Brussels failing to reassure consumers


With so much at stake, it is reassuring that the European Commission has acted swiftly to stop the spread of avian flu. But Brussels must also take some of the blame for the mixed messages.


Health and Consumer Protection Commissioner Markos Kyprianou has repeatedly sought to reassure consumers of the limited threat to human health from the avian virus, but his claim that “fewer than half” of the member states had enough anti-virals to cope with a potential flu pandemic proved far more interesting to the headline writers.
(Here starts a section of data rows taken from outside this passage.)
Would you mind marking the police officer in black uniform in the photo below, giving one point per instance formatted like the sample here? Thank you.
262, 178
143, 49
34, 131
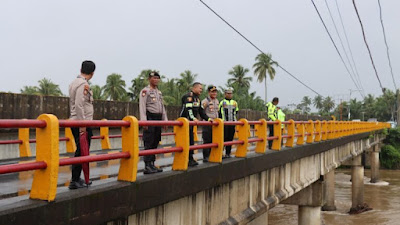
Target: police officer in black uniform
191, 106
151, 107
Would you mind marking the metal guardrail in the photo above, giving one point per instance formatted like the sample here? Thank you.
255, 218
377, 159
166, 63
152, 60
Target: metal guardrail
47, 126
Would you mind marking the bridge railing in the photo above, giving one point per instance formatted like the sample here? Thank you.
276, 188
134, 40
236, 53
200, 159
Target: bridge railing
47, 126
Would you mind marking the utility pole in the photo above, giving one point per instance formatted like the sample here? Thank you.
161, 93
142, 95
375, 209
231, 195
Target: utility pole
351, 91
398, 106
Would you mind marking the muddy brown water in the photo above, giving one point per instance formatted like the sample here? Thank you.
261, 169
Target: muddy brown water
383, 197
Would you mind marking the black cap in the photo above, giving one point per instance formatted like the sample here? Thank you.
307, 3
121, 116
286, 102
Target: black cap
154, 73
211, 88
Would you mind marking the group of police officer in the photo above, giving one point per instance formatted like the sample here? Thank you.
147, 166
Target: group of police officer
151, 107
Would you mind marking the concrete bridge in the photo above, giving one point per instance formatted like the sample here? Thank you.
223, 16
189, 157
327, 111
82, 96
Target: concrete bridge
238, 190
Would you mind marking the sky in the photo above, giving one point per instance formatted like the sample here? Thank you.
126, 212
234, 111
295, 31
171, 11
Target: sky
50, 39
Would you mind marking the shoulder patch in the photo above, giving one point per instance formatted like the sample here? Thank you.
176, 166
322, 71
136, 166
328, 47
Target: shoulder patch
86, 89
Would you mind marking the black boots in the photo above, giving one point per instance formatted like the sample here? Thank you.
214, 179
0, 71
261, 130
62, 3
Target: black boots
150, 168
78, 184
192, 163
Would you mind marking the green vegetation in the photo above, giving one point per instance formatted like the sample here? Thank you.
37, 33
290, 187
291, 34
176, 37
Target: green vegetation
390, 153
46, 87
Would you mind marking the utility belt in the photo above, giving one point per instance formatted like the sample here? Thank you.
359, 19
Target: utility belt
153, 116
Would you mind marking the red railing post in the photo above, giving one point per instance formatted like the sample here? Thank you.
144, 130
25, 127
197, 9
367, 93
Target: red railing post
310, 132
300, 132
318, 127
243, 135
70, 143
277, 143
218, 138
105, 140
24, 148
130, 144
261, 132
291, 132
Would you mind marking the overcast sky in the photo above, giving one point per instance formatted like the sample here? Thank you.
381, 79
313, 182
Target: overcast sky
51, 38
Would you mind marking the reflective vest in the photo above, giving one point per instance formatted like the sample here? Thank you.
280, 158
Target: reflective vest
281, 117
271, 111
228, 109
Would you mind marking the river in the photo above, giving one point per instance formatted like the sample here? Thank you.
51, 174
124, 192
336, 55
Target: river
383, 197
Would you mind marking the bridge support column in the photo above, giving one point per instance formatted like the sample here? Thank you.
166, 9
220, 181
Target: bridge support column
309, 215
375, 165
329, 190
357, 185
309, 201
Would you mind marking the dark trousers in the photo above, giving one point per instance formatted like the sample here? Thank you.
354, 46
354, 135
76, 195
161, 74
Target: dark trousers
151, 136
191, 138
207, 138
77, 168
229, 133
271, 134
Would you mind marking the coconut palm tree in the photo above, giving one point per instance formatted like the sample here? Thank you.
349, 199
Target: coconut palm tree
305, 103
239, 79
317, 102
97, 92
264, 64
46, 87
30, 90
328, 104
115, 87
186, 80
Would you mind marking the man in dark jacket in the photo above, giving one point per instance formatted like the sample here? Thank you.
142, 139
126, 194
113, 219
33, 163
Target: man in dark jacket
191, 107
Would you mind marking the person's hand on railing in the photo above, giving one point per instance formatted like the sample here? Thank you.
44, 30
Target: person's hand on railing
82, 129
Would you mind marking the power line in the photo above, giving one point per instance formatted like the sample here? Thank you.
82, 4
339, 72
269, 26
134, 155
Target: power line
341, 43
337, 50
257, 47
387, 47
348, 45
366, 44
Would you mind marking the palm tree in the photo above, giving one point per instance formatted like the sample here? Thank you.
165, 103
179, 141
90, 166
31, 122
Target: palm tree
46, 87
328, 104
305, 102
264, 64
115, 87
30, 90
317, 102
239, 77
186, 80
97, 92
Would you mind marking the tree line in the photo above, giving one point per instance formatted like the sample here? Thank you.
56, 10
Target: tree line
116, 89
382, 108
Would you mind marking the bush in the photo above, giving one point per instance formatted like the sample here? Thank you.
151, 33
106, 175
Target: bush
390, 157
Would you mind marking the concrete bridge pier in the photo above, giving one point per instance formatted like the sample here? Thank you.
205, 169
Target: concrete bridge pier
329, 191
309, 201
357, 185
375, 164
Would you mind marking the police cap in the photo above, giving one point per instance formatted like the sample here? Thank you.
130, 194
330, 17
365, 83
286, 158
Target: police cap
154, 74
211, 88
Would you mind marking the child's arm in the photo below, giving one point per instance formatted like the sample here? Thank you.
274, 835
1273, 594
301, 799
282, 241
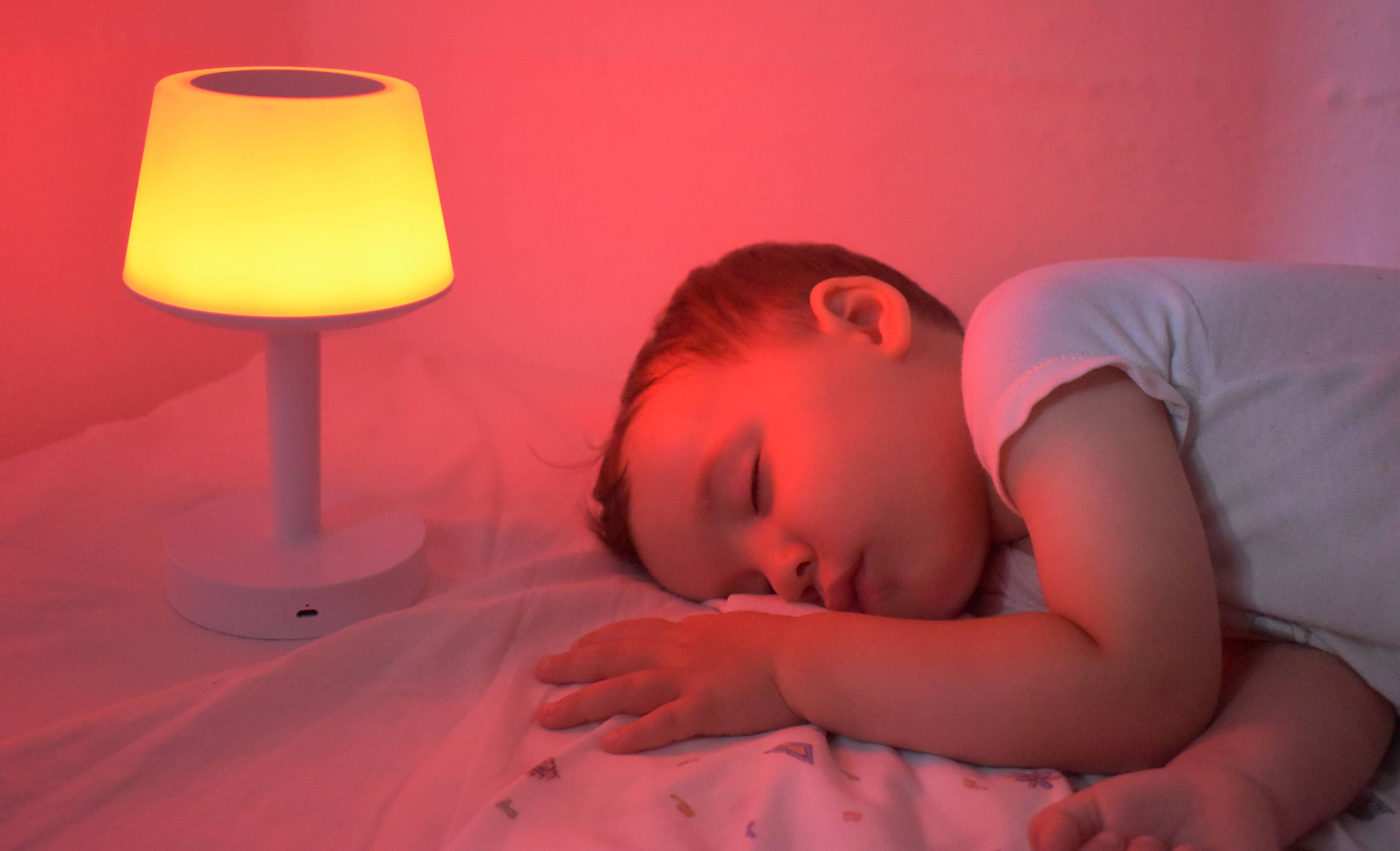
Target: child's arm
1120, 674
1125, 668
1298, 737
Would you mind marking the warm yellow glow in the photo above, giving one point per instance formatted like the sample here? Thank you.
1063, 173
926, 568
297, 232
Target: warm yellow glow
275, 206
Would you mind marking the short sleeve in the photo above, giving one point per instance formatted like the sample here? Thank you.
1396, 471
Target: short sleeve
1052, 325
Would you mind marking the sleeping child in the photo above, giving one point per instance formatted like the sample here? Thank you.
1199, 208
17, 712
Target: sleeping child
1203, 458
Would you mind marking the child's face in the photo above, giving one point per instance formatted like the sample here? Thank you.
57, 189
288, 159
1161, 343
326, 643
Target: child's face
867, 495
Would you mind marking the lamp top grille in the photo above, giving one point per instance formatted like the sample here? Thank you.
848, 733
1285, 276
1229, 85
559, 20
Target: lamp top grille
287, 83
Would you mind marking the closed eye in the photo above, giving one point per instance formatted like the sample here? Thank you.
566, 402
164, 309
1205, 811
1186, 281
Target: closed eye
754, 483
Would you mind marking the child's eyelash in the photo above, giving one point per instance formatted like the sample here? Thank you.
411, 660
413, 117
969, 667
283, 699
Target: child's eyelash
754, 482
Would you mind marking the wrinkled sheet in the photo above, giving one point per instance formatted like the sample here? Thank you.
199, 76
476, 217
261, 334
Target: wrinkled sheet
126, 727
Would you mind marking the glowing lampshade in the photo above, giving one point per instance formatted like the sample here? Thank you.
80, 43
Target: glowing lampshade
286, 192
293, 202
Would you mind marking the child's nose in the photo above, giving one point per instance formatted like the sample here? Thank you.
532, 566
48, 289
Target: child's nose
794, 580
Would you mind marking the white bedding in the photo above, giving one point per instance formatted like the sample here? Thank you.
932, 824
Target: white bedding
125, 727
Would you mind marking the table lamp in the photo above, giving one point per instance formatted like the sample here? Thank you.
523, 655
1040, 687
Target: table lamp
289, 201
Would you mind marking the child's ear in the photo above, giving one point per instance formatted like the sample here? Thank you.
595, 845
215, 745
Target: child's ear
863, 306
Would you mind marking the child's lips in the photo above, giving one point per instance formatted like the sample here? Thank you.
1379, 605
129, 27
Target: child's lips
860, 586
849, 591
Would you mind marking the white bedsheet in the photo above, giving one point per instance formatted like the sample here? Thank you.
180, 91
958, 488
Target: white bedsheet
125, 727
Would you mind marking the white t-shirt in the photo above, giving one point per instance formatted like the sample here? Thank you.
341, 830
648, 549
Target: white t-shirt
1283, 384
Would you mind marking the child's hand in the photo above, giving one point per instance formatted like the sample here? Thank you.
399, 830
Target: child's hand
710, 675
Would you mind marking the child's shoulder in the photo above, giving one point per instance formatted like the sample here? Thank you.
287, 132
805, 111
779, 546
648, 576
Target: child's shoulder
1081, 289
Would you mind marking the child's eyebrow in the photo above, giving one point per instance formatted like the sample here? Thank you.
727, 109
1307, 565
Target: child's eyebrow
716, 455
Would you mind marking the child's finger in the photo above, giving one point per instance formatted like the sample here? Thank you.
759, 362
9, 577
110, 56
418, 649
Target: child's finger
630, 695
597, 663
671, 723
625, 630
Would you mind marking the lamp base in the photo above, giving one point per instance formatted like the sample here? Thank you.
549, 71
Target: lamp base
230, 572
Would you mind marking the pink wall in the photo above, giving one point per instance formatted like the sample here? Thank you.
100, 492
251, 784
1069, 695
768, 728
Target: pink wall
590, 153
593, 153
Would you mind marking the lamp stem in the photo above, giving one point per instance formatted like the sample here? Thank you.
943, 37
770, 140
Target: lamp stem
294, 432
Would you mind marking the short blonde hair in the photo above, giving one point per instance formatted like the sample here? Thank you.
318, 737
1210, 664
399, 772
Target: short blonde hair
713, 315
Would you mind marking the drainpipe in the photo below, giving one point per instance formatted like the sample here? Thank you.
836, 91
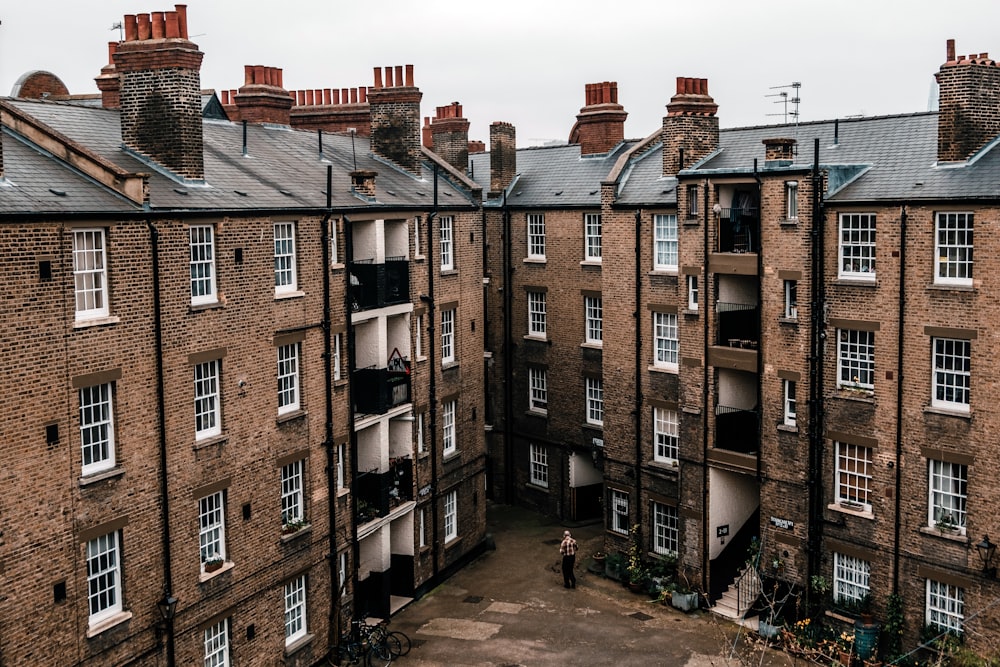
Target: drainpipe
161, 409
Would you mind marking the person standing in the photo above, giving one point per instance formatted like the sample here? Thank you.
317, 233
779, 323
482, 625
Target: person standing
568, 550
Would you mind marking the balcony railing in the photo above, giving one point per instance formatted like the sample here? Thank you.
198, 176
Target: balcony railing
377, 285
736, 429
376, 390
739, 230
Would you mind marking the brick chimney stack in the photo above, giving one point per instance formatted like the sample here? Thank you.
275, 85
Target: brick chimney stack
108, 82
394, 104
968, 104
503, 157
600, 125
262, 99
160, 93
690, 125
450, 136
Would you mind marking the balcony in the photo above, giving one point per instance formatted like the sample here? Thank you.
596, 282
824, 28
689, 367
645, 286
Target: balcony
377, 390
377, 285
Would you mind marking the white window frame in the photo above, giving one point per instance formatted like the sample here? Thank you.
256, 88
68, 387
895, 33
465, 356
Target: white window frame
285, 271
537, 322
665, 243
295, 609
538, 390
851, 578
447, 240
788, 402
856, 247
619, 511
97, 428
202, 264
953, 248
539, 462
90, 274
856, 359
595, 401
449, 440
104, 578
593, 312
448, 318
212, 526
536, 235
207, 399
592, 231
948, 494
293, 498
666, 435
216, 642
289, 380
666, 343
666, 529
450, 516
951, 373
945, 607
853, 469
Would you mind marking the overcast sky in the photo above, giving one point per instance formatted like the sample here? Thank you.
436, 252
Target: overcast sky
527, 62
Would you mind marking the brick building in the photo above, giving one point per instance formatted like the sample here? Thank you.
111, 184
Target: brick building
244, 361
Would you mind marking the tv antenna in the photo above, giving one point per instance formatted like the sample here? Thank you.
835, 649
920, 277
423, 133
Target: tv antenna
785, 100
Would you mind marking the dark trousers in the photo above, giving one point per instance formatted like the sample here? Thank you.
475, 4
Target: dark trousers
569, 579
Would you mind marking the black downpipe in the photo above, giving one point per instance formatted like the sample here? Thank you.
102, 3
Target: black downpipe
161, 409
899, 397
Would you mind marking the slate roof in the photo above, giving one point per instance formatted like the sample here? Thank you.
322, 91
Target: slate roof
282, 169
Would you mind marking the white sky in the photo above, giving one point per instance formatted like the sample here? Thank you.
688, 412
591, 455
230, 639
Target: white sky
526, 62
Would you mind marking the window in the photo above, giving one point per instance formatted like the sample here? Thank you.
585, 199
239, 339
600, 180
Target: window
948, 494
207, 406
104, 584
665, 534
448, 443
595, 401
447, 243
850, 579
945, 606
292, 492
665, 340
665, 242
856, 359
202, 264
97, 428
692, 292
952, 362
854, 475
791, 200
90, 274
538, 392
288, 378
217, 644
448, 336
536, 314
788, 418
284, 258
594, 315
536, 235
953, 249
665, 430
212, 527
857, 246
295, 609
592, 234
791, 300
619, 512
539, 465
450, 516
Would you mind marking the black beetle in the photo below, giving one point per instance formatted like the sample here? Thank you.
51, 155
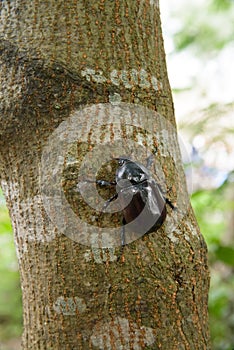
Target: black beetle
141, 197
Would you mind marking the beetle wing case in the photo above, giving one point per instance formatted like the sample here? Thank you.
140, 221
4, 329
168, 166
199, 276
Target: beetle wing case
146, 211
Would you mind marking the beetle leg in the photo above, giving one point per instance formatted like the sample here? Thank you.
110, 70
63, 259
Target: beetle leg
109, 201
170, 203
149, 161
123, 242
105, 183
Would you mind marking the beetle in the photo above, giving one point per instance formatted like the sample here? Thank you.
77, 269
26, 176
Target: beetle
141, 197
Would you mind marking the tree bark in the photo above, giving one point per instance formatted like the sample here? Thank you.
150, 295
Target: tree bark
94, 61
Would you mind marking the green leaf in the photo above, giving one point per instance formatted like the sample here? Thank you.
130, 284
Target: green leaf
225, 254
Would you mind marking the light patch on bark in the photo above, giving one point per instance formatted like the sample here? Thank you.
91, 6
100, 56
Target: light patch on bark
115, 99
100, 255
192, 228
154, 3
172, 237
39, 229
69, 306
125, 335
129, 78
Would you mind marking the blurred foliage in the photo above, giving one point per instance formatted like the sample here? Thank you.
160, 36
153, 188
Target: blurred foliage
212, 209
10, 291
205, 28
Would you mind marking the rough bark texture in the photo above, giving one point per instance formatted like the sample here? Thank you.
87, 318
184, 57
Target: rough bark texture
57, 57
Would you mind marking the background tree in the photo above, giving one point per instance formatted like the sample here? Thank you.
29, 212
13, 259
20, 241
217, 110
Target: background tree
56, 60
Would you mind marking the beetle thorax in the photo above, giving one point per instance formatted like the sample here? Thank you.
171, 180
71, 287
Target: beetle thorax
132, 172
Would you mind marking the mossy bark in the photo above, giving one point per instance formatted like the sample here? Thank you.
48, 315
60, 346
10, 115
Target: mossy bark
57, 58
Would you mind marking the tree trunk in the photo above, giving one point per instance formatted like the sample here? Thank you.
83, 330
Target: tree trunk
82, 81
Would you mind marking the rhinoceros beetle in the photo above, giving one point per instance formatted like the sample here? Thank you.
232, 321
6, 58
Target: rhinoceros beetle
141, 197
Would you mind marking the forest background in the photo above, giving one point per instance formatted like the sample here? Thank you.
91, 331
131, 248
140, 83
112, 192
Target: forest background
199, 43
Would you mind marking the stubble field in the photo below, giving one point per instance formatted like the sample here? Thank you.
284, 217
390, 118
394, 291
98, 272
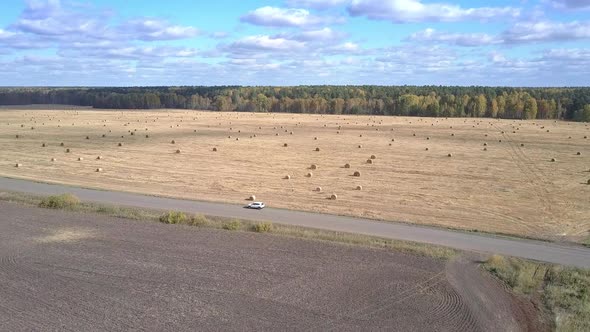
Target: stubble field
477, 174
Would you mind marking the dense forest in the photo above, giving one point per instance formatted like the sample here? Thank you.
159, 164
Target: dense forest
444, 101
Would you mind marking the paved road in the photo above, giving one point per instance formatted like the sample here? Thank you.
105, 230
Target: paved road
542, 251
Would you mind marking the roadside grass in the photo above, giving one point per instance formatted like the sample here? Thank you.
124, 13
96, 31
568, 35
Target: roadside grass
64, 201
565, 291
215, 222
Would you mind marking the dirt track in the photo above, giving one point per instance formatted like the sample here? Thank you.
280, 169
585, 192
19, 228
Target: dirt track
63, 271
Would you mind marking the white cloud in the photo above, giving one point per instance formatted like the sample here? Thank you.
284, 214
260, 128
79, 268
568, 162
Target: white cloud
262, 42
546, 31
570, 4
317, 4
154, 29
325, 35
286, 17
459, 39
403, 11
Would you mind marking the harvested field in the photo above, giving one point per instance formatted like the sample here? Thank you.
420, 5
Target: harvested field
513, 187
67, 271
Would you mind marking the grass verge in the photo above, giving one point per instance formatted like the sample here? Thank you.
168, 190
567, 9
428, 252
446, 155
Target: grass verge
564, 291
214, 222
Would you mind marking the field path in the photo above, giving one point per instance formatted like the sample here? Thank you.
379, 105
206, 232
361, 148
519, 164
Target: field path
565, 254
492, 305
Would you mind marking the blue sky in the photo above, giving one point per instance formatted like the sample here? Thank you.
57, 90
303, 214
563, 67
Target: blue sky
293, 42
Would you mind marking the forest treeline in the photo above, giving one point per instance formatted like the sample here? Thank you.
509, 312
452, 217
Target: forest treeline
433, 101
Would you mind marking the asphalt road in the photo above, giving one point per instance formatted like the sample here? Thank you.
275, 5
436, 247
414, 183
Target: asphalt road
572, 255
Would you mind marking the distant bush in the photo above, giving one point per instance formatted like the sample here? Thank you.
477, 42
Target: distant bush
522, 276
199, 220
174, 217
232, 225
64, 201
263, 227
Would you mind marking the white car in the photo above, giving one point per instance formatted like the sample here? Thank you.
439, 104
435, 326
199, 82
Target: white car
256, 205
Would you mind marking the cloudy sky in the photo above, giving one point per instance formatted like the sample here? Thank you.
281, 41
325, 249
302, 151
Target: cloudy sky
292, 42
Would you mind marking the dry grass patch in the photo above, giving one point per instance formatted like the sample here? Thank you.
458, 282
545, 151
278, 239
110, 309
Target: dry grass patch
507, 189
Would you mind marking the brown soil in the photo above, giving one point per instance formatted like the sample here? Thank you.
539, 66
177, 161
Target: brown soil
66, 271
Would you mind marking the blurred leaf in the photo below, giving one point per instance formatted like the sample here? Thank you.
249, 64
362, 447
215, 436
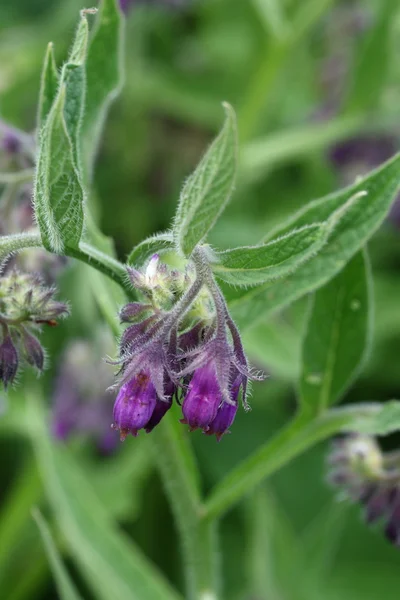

Kyprianou’s spokesman told just-food last week: “The commission is trying to tread the fine line between informing people in Europe that this is at the moment an animal health situation, an avian influenza virus that has some potential to infect people who come into contact with infected birds.


“But at the same time we have a responsibility to warn people that there is a real possibility of a flu pandemic. We are not seeking to be alarmist, but we are fulfilling what we see as our duty to help member states to prepare and coordinate their efforts.”


Farmers acting with extreme caution


Yet even the commission’s precautionary measures could have an impact. Authorities in Germany and the Netherlands have already ordered all poultry to be kept indoors to stop the spread of the disease from wild to domestic birds, and free-range producers are warning that similar moves across the EU would severely reduce their income.


In France, where 10% of all poultry is free-range, farmers are concerned that if they are forced to keep birds indoors they would no longer be allowed to use the Label Rouge name – a premium brand worth some €480m (US$573m) a year.
And in the UK, where 37% of laying chickens and 2–3% of chickens bred for meat are free-range, the Soil Association has warned that it would no longer be able to give its organic seal of approval to birds forced indoors for any extended length of time.


So treading the thin line between coping with the real threat of avian flu and preparing for the potential threat of a human flu pandemic will be no easy task for the European Commission. But it must above all ensure that its efforts to protect all of Europe’s citizens from the human virus do not come at the expense of those citizens whose livelihoods depend on keeping the birds safe as well.